White dwarfs in close binaries: Gravitational waves, X-rays and type Ia supernova progenitors

White dwarfs in close binary systems play a crucial role in astrophysics. First, binaries consisting of two white dwarfs are predicted to be numerous in the Milky Way, and are a guaranteed source of gravitational waves for the future Laser Interferometer Space Antenna ( LISA ) gravitational wave observatory. Detailed observations of ~1000 double white dwarfs with LISA will enable an unprecedented understanding of white dwarf physics and close binary evolution. Second, close binaries involving white dwarfs account for the vast majority of X-ray binary stars in the universe (e.g., magnetic cataclysmic variables and supersoft X-ray sources), a number of which are precursors to explosive events such as novae and possibly Type Ia supernovae (SNe Ia). Third, binary systems involving one (Single Degenerate) or two (Double Degenerate) white dwarfs are likely to be the progenitors of SNe Ia; the most important standard candles used on cosmological distance scales. Despite the great relevance of SNe Ia to cosmology and chemical evolution of galaxies, the nature of the progenitor(s) of SNe Ia remains unknown. With the binary evolution population synthesis code StarTrack , important questions pertaining to all three of these aforementioned areas of study are addressed in my dissertation work.

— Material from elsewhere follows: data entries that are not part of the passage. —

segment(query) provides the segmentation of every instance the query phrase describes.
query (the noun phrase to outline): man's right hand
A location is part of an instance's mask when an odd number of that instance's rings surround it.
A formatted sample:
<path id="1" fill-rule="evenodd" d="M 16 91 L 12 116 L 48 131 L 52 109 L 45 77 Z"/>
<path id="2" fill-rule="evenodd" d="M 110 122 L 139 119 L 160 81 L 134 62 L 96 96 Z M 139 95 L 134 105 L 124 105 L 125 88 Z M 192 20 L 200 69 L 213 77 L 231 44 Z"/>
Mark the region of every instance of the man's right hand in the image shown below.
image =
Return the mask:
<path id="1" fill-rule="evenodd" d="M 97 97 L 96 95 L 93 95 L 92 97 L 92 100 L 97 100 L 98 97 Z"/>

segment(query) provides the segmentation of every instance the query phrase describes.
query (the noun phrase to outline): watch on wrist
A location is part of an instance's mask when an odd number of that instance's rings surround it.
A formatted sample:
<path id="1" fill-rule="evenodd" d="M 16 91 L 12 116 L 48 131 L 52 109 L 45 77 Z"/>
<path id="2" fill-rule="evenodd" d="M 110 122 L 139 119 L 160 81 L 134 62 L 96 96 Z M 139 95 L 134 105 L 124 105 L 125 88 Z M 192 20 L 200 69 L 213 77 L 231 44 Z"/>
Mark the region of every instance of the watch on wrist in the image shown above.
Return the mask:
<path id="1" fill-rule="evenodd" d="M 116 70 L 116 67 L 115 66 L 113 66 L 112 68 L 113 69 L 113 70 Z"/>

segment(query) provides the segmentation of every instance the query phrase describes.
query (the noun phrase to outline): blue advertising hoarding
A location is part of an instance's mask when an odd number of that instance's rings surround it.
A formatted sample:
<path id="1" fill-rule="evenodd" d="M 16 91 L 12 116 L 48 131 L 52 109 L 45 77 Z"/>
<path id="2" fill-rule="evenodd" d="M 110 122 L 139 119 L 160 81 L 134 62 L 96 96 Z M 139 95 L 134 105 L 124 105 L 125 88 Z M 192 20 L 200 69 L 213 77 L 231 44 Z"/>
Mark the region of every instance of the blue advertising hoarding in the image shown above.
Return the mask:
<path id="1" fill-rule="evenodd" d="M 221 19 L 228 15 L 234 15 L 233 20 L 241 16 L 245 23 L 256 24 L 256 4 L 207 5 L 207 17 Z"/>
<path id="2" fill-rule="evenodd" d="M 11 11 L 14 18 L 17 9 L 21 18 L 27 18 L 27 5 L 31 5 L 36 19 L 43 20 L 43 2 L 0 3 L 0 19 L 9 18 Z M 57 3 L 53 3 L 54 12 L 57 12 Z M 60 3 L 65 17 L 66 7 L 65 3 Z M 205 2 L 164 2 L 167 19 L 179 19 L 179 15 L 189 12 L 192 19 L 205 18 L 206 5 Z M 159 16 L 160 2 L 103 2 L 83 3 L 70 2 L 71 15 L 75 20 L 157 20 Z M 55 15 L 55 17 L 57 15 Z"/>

It is found that (i) The double white dwarf population of the Galaxy may produce a non-negligible confusion foreground noise for LISA due to the presence of mass-transferring white dwarf binaries. In contrast to previous studies, it is found that the halo population of double white dwarfs will have no significant effect on the resulting gravitational wave foreground. (ii) It is indeed possible to explain the faint, hard X-ray population of point sources in the Galactic center (observed with Chandra ) as being magnetic cataclysmic variables (Intermediate polars). (iii) Within the current framework of the most updated population synthesis methods, only the rates of merging carbon-oxygen white dwarfs (with M tot > 1.4 [Special characters omitted.] ) are able to match the observed rates of SN Ia explosions in Milky Way-like galaxies. A detailed overview of these astrophysical questions and the implications of the results will be discussed in this dissertation.